My first hydro grows, I used pea gravel.


----------



## MRbudsmoker (Jan 25, 2007)

hey dude, i thought u flodded it ror 15 mins 3 tims a day.pertite should be oh tho eh? or i heard u can use hay and bark as well which i thought is poo


----------



## 110smoker (Jan 27, 2007)

the roots should not be under water for more than 6-8 minuets in an ebb and flow system.


----------



## Garden Knowm (Jan 27, 2007)

Hey Batt 

I think it is safe to (start experimenting) flood for 5 minutes 3 times when the lights are on and 1 time when the lights are off...

cheers


----------



## potenza (Dec 30, 2008)

i read that clones should be rooted in perlite


----------



## duble08 (Mar 7, 2009)

perlite by itself is an awesome medium to grow in - if you do a drip system, you can use 100% perlite (get the chunky stuff) and it'll work great - watch your nutrient levels though - perlite absorbs nutrients really well, so an occassional flush or decrease in nutrients is neccesarry to avoid nutrient lock. as far as ussing a flood system with perlite, i wouldn't recommend it. if you've ever watered perlite before, you'll notice the rocks tend to float a bit upon adding water. i would imagine having a ebb + flo system would just make a huge mess, pushing out all the perlite from the bottom and causing it to overflow from the top.


----------



## Bongo gypsie (May 31, 2010)

I know this is a late reply to an old post but I'd love to know how you got on, did you try the perlite? I was hoping to do the same thing with a drip feed system.
Thanks


----------



## dakota166 (Feb 9, 2011)

im out of the ecp so can i use perlite im useing bubbleponics with an airstone and stuff and i also herd that vermaculite perlite mix would work too


----------



## pdillo (Feb 9, 2011)

I've had good luck with perlite as a hydro medium, first in hempy buckets and now in an ebb n flow SOG opp. I recently started putting a square of sure to grow matting on the bottom of a 1 gallon nursery pot, then filling it up with perlite. I flood 3 times for 5 minutes during lights on, works great. I like the perlite (normal size) from the hydro shop rather than miracle gro perlite from home depot because miracle gro perlite tends to be contaminated.


----------



## poindexterous (Feb 9, 2011)

Perlite is a great medium, I've used it alone for years with top feed. It would be a total pain with ebb and flow as it floats. I use regular "course" nursery grade. Best to use it in pots with small drain holes like Hydrofarm square white pots to avoid a mess. Also be sure to wet it before filling pots or it will be dusty and mineral dust is bad to breathe. Once wet it's easy to work with.


----------



## kpw555 (Feb 12, 2011)

Perlite rocks  in ebb and flow!!

I tried a lot of other things too before I settled on perlite. 

Hydroton- Really expensive and hard to clean.
coco- Good result but messy as hell!
rockwool- Hard to water correctly and still a bit pricey in bulk.
gravel- Cheap, but really heavy and hard to deal with in more than one pot quantities!

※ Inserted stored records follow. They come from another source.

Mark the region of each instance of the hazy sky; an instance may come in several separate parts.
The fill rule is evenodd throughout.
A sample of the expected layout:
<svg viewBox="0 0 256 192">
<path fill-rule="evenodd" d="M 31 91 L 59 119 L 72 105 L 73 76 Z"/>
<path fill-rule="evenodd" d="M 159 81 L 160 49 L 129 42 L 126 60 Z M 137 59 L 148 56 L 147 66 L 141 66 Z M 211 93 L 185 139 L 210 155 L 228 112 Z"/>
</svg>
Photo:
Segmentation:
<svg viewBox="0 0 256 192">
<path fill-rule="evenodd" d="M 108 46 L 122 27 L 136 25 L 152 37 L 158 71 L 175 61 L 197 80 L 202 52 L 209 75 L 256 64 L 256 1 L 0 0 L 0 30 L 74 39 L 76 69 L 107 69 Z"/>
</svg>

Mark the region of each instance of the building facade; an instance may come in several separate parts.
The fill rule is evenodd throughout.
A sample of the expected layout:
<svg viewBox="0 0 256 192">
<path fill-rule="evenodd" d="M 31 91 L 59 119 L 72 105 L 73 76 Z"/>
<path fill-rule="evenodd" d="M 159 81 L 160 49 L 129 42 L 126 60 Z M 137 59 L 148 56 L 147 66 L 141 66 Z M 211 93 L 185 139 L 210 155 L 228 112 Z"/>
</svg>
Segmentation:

As has been mentioned earlier perlite comes in different sizes from BB & dust sized, to the size of big marbles. In my experience the smaller size packs up tight & hard by the end of the run and I think it hurts the flow of nutes within the pot, but still works. The bigger size works very well, and after the plant is harvested it is still loose and airy, and the nutes still flow throughout the pot during flood.

I do 12 pots a week and I don't re-use the perlite so any pestilence that was there gets thrown away so my garden is constantly refreshing. No media stays in the garden for more than 7 weeks. Costs about .60 a pot for this method.

The pots will float however if not weighted down. As I said, I don't re-use the perlite but I re-use the pots and about 5 smooth stones that I put in the bottom of the pot to keep it down during flood. I drill 8 equally spaced 3/4 inch holes around the bottom of each 6 x 8 inch pot, making sure that the hole is more into the side than the bottom so it drains well. Also I line the bottom of the pots with cheap landscape fabric to keep the perlite out of my pumps.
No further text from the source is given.